Debian Wheezy LXC container not running on Stretch host with Kernel 4.18 bpo anymore (a vsyscall story)

Published on May 13th 2019

While migrating an old host still running with Debian Wheezy (7) and one remaining Linux container (also running with Wheezy), I came across an interesting problem.

The problem

The new host runs with Debian Stretch (9) and a Kernel 4.18 from stretch-backports to better support the AMD Ryzen processor (see article Linux going AMD Ryzen with Debian 9 (Stretch)). After the rootfs of the container was synced from the Wheezy LXC host to the Stretch LXC host, the container didn't start up.
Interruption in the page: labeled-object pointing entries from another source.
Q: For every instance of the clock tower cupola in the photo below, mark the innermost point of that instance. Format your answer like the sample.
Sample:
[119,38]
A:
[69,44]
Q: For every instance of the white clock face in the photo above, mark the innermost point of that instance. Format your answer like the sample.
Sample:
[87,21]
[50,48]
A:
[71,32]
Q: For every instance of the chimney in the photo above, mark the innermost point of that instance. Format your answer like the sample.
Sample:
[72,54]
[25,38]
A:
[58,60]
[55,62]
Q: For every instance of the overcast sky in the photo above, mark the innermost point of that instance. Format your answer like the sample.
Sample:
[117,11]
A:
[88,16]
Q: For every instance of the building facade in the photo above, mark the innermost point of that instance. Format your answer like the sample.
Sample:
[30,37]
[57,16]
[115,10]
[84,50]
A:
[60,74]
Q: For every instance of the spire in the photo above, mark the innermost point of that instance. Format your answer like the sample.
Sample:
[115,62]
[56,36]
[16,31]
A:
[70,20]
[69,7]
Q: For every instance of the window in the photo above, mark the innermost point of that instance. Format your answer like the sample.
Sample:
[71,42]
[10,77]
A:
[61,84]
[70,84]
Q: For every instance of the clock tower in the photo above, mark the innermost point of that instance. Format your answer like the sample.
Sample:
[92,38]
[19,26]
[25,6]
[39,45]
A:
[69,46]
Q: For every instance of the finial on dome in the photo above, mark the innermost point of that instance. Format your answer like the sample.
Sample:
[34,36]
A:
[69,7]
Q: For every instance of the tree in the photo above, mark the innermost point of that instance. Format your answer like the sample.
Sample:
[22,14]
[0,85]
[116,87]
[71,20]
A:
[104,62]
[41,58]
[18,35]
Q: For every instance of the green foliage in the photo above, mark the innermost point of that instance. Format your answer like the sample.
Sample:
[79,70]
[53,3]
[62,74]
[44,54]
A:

Or better said, it started up, but then died a few seconds later:

root@stretch ~ # lxc-start -n wheezycontainer -d
root@stretch ~ # lxc-ls -f|grep wheezycontainer
wheezycontainer RUNNING 1 - 192.168.15.177 -
root@stretch ~ # lxc-ls -f|grep wheezycontainer
wheezycontainer STOPPED 1 - - -

To figure out what's going on, I decided to chroot into the container and see for myself.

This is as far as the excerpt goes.